La industria de los forasteros” tuvo mucho que ver en ello. El librito (1903) lo publicó, con prólogo de Joan Alcover (el poeta autor de La Balanguera, el himno mallorquín), el periodista, abogado y economista catalán Bartolomé Amengual Andreu. En Palma se construyó el Grand Hotel (1901) y se vio que por sí solo no era capaz de atraer a una clientela adinerada (que es lo que buscaba su promotor, Joan Palmer Miralles). El modelo de rentabilidad lo estaba ofreciendo el periodista Miguel de los Santos Oliver, con sus artículos en La Almudaina, bajo la sección “Desde la terraza”. Y bien que oteaba. Las ideas de Oliver las aplicó Palmer en su hotel y Amengual en su librito donde se explica cómo hacer rentable “la industria de los forasteros” y hasta propuso la constitución de una sociedad de promoción, Pro Maiorca, que desembocó (1905) en la Sociedad de Fomento del Turismo de Mallorca. Amengual creó también la Societat d’Atracció de Forasters de Barcelona (1907) con idénticos objetivos. Estas dos iniciativas, y la posición de San Sebastián y Santander, colocaron ya a España en el Mapa de los Grandes Turistas (británicos, franceses y norteamericanos).

A partir de ahí, dos marqueses impulsaron tanto la recuperación de monumentos (para visitas, marqués De la Vega Inclán) como la creación del “Circuito español para turistas extranjeros”, promovido por Salvador Samá i Torrents, por dos veces alcalde de Barcelona y 2º marqués de Marianao.

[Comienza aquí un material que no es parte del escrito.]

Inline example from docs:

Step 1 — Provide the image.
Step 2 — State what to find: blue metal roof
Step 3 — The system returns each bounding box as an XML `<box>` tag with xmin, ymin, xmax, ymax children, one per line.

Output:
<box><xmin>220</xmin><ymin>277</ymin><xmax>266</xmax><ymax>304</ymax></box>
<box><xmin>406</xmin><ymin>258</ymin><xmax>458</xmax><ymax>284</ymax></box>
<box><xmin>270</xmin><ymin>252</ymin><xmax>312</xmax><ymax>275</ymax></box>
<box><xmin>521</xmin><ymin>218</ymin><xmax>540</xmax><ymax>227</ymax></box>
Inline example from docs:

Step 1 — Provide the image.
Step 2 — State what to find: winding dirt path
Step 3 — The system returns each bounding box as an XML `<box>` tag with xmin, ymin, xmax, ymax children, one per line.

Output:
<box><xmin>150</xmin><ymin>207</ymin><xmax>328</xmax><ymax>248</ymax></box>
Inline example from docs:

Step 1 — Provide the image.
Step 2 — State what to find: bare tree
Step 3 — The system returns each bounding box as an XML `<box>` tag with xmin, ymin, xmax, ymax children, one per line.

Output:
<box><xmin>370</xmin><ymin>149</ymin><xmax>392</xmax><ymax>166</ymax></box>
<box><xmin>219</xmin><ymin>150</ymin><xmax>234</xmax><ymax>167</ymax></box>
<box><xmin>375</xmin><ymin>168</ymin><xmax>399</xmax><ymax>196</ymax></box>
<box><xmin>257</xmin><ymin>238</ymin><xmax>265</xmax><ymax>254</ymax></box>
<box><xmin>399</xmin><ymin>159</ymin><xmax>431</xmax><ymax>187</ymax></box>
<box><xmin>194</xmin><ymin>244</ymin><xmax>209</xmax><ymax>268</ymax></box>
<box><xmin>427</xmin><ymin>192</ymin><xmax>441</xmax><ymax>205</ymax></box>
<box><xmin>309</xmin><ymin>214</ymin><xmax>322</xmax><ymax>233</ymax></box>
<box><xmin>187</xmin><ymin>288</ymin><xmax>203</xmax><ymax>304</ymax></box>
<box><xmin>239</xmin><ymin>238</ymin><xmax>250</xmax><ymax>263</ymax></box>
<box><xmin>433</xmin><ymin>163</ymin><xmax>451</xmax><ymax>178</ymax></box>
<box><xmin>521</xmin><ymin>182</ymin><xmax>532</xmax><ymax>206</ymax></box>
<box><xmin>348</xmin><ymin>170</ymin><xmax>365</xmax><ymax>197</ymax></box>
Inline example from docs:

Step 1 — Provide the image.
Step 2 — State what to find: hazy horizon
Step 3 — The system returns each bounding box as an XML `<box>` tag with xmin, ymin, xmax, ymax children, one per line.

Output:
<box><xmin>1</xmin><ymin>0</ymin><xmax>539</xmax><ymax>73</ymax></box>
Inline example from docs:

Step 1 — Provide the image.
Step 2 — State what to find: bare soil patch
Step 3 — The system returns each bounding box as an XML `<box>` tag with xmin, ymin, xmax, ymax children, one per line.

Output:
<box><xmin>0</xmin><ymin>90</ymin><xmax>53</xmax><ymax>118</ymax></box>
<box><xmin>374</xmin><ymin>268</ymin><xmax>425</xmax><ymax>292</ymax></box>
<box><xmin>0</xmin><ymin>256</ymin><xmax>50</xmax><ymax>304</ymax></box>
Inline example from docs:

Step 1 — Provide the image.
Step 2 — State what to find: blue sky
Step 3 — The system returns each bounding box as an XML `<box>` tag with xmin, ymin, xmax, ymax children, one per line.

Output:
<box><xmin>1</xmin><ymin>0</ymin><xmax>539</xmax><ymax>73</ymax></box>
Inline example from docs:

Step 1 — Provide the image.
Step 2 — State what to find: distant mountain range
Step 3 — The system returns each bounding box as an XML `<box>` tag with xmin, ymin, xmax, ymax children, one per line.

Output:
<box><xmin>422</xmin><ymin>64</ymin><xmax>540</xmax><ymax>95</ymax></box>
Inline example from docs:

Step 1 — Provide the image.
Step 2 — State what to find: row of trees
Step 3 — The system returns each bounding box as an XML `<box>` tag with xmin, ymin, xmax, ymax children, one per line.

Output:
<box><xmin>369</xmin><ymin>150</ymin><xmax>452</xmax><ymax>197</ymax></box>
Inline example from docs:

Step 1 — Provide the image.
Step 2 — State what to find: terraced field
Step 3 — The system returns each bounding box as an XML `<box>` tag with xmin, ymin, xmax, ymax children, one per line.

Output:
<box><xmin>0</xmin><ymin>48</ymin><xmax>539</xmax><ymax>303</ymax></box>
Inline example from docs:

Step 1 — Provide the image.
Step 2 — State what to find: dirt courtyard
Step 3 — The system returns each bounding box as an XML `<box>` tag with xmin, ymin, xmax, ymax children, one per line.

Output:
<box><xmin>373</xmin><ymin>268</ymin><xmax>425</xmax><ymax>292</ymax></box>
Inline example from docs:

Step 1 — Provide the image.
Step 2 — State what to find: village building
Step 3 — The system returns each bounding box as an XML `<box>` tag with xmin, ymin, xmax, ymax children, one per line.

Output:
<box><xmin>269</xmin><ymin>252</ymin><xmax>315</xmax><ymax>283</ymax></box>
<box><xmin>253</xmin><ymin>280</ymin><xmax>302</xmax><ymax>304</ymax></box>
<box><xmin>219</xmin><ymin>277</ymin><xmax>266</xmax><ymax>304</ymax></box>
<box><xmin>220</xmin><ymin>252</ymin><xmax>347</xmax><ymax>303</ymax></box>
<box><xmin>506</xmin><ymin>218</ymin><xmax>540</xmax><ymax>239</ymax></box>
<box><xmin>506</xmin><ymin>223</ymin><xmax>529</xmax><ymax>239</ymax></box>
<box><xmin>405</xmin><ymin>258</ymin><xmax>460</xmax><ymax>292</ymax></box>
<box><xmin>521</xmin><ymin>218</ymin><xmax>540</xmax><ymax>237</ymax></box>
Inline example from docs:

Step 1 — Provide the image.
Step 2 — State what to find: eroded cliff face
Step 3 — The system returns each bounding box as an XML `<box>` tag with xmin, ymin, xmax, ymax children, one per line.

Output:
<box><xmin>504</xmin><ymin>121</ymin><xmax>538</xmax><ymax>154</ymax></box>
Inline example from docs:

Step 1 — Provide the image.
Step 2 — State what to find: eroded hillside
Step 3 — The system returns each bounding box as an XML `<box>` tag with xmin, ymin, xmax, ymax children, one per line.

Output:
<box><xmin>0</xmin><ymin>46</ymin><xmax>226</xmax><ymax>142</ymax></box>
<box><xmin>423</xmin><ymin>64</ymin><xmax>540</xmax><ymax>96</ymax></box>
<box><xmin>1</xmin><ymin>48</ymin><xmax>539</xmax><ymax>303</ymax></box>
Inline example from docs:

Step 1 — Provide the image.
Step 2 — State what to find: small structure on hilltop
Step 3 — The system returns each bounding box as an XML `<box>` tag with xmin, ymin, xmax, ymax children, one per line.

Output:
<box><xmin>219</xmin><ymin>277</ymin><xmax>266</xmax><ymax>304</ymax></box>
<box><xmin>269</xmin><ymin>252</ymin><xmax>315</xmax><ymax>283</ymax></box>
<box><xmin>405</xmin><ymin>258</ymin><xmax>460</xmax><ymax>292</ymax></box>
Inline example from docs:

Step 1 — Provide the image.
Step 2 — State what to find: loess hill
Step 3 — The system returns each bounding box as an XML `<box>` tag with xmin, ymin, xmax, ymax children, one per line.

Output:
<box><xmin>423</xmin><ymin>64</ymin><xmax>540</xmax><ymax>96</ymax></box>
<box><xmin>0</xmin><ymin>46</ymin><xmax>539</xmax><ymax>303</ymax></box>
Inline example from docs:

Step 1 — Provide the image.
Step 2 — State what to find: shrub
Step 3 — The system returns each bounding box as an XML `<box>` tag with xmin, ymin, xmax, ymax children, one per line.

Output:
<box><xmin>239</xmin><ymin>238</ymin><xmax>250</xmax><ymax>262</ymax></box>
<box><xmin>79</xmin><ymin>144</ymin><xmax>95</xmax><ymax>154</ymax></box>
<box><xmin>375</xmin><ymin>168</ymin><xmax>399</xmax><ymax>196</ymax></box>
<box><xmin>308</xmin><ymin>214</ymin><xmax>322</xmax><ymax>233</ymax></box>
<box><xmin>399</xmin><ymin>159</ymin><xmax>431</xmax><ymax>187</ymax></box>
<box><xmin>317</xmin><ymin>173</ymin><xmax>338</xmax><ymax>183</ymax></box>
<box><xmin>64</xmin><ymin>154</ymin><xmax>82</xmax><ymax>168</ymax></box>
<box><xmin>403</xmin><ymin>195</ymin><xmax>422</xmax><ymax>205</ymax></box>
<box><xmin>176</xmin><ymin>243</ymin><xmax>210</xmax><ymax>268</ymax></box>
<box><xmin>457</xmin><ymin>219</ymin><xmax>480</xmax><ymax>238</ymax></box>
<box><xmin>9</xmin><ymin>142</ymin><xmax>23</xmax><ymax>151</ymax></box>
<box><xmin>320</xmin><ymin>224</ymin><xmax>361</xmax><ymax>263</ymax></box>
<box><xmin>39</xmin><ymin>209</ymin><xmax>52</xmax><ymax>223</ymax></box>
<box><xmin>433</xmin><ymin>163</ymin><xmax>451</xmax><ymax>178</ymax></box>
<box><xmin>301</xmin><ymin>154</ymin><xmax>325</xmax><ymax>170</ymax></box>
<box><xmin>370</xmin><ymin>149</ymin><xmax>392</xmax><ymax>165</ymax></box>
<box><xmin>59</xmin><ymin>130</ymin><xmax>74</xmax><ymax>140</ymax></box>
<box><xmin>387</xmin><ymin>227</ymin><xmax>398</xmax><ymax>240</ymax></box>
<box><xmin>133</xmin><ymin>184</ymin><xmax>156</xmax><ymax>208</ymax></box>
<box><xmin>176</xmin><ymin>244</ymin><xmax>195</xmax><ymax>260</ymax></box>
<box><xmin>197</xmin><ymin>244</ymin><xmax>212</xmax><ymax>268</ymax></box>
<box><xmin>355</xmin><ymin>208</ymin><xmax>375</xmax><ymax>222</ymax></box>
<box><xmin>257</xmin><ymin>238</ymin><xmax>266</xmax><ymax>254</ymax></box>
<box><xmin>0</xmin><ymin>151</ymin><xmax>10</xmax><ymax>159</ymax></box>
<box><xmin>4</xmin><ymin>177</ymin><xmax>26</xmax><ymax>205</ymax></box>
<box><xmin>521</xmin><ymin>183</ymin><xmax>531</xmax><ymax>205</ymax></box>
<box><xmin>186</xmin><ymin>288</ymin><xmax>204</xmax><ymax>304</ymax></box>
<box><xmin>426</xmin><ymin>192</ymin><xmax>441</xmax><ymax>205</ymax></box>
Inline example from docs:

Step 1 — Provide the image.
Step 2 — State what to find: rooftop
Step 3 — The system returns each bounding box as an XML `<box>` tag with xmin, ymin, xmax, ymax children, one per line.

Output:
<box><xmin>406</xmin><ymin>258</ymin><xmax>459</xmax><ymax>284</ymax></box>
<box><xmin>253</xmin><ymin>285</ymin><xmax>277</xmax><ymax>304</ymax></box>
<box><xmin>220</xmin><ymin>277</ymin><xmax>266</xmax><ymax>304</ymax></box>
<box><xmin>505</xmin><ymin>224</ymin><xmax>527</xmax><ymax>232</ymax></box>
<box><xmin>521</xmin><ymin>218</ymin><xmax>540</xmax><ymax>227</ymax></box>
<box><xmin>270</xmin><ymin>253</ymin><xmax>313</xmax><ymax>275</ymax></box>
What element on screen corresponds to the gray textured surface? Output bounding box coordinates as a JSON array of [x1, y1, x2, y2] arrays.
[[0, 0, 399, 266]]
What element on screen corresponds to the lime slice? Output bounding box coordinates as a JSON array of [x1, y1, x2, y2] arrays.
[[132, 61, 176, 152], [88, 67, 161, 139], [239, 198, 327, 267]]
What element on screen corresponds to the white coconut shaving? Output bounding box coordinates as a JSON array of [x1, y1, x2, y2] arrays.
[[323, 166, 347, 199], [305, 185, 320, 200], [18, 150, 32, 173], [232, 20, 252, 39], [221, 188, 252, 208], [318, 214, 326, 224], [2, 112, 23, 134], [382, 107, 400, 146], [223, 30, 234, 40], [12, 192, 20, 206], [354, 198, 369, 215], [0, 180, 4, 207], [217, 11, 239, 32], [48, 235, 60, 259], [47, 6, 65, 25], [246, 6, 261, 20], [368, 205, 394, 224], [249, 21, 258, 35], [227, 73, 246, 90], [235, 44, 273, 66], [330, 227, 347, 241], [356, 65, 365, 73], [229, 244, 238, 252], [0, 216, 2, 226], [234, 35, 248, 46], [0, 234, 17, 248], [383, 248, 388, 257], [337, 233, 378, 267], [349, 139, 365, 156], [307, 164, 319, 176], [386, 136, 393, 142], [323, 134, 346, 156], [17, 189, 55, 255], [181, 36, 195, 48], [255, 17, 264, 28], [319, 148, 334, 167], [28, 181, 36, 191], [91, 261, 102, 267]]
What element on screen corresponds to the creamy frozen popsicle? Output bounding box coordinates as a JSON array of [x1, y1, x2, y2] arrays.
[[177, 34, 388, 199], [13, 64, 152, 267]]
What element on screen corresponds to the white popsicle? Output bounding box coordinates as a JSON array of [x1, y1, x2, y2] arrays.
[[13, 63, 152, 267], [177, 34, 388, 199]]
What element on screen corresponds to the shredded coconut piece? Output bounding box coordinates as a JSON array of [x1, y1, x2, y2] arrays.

Benigno de la Vega-Inclán fue, al poco, el primer director de la Comisión Regia de Turismo (1911) y organizó las exposiciones Sunny Spain, en Londres y Nueva York, en 1914… pero estalló la IGM y nuestros turistas en vez de venir al sol de España… se nos fueron a la guerra.



Con Primo de Rivera siguió la organización y promoción de nuestra incipiente capacidad turística pero las guías, señala Pack, seguían insistiendo en que “falta higiene y sobra suciedad en las ciudades”. Claro, no había descubierto las playas.

Aquí llegados, merece la pena destacar el esfuerzo de una publicación de 1926: “El peregrino y el turista”, una revista quincenal ilustrada que “mezclaba ligeras sátiras sobre el primitivo estado del sector con ardientes propuestas de mejora”. Don Aniceto, “arquetipo del español entusiasta” era el protagonista, al tiempo que los mensajes de Antonio Bermúdez Cañete sentaban cátedra turística. Bermúdez viajó por Europa y tomó buena nota de lo acertado y nefasto del turismo, y lo plasmaba. Fue profesor de la Universidad de Munich (1921-26), de donde fue expulsado por los nazis (y eso que tradujo el Mein Kampf al español), y terminó muy malamente sus días en la checa del Círculo de Bellas Artes de Madrid (1936). Pero desde 1926 había abogado por “hacer sistemáticamente -del turismo- una fuente de ingresos considerable que traiga a nuestra patria la riqueza que nuestro -trágicamente desfavorable- comercio exterior cotidianamente se nos lleva”. Criticaba, desde “El peregrino y el turista” que la Comisión Regia de Turismo fuera “esencialmente un organismo artístico… en lugar de una empresa predominantemente comercial”.

Esto ha cambiado poco. Ya les contaré más.